At the time, it said it wouldn’t complete details of the proposal, including individual quotas, until Nov. 30. With OPEC’s output pegged at about 33.39 million barrels a day in September, members would have to cut production to reach that target.
“An agreement is one thing, implementation of the agreement is something else,” said Anas Alhajji, an independent energy expert and former chief economist at NGP Energy Capital Management.
He described OPEC as “irrelevant”—an assessment that won’t change ”even if members agree on a freeze or a cut or a combination [of] both.”
“A freeze will not eradicate the [supply] surplus,” he said. “In the case of a cut, the agreement is a cover for a cut that would have happened anyway.”
Saudi Arabia production tends to slow this time of year as the country’s domestic demand sees a seasonal slowdown—and with WTI prices trading more than 30% higher year to date, OPEC members have worried about losing market share to non-OPEC producers such as the U.S.
The dollar and the Fed
Oil has also been influenced by moves in the U.S. dollar, and a potential dollar-moving event is set for Nov. 2 when Federal Reserve officials complete a two-day monetary policy meeting.
The central bank isn’t expected to raise rates at that meeting, but may offer clues on the likelihood of one at its last meeting of the year in December.
The U.S. labor market appears to be near full employment from the Fed’s perspective, said Troy Vincent, oil analyst at ClipperData. Given that and other upbeat economic data, he expects to see a 25 basis-point hike in December, “just so the Fed can save face after crying wolf for each and every month this year.”
With most expecting the Fed to raise rates before the end of the year, the dollar has found support. The ICE U.S. Dollar Index a measure of the greenback against a basket of major rivals, was poised to finish the month with a gain of roughly 3%.
Continued strength in the dollar “would be the predictable result, which should begin to pressure oil and commodity prices,” given that they are quoted in the greenback, Vincent said.
Meanwhile, Election Day looms on Nov. 8.
Analysts have pointed out the difficultly in figuring out which presidential nominee would be the better choice for the oil market.
Republican nominee Donald Trump’s goal to make the U.S. completely energy independent and remove restrictions on drilling on federal land makes him appear to be the candidate mostly likely to benefit the oil market, analysts said, but Democratic nominee Hillary Clinton’s plans to make the country a “clean energy superpower” may restrict oil production and actually provide a boost to oil prices.

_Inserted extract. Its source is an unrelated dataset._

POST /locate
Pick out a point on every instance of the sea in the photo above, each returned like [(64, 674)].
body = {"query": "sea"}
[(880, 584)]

Vincent said a win by Clinton is likely priced into the oil markets, but if Trump wins, “this would certainly imply some volatility as markets reassess.”
News on Friday that the FBI is restarting a probe into Clinton’s emails, however, may make a win by Clinton more uncertain.
U.S. oil stats
Data from the EIA, meanwhile, has shown growth in domestic production on the back of rising U.S. oil-rig counts.
Oil prices have “leveled off here near month end, reflecting fears of rising U.S. oil production in response to…higher prices,” said U.S. Bank Wealth Management’s Haworth.
Total domestic oil output rose by 40,000 barrels a day to 8.504 million barrels a day for the week ended Oct. 21, according to EIA. Baker Hughes BHI, +8.38% meanwhile, reported Friday that the number of active U.S. rigs drilling for oil fell by 2 for the week to 441, for the first decline since June.
“The key in November will be inventory trends,” said Haworth.
The EIA reported Wednesday that U.S. crude stockpiles unexpectedly fell by 600,000 barrels for the week ended Oct. 21. That was the seventh weekly fall in eight weeks.
“Inventory drawdowns have been relatively strong over the past month, but that may not be the case as we fully enter the winter season, turning back clocks and cutting demand in our typical seasonal fashion,” Haworth said.
“Unless economic growth provides a positive surprise, or there is a surprise shutdown in global production, oil prices are likely to be under pressure in the near term,” he said.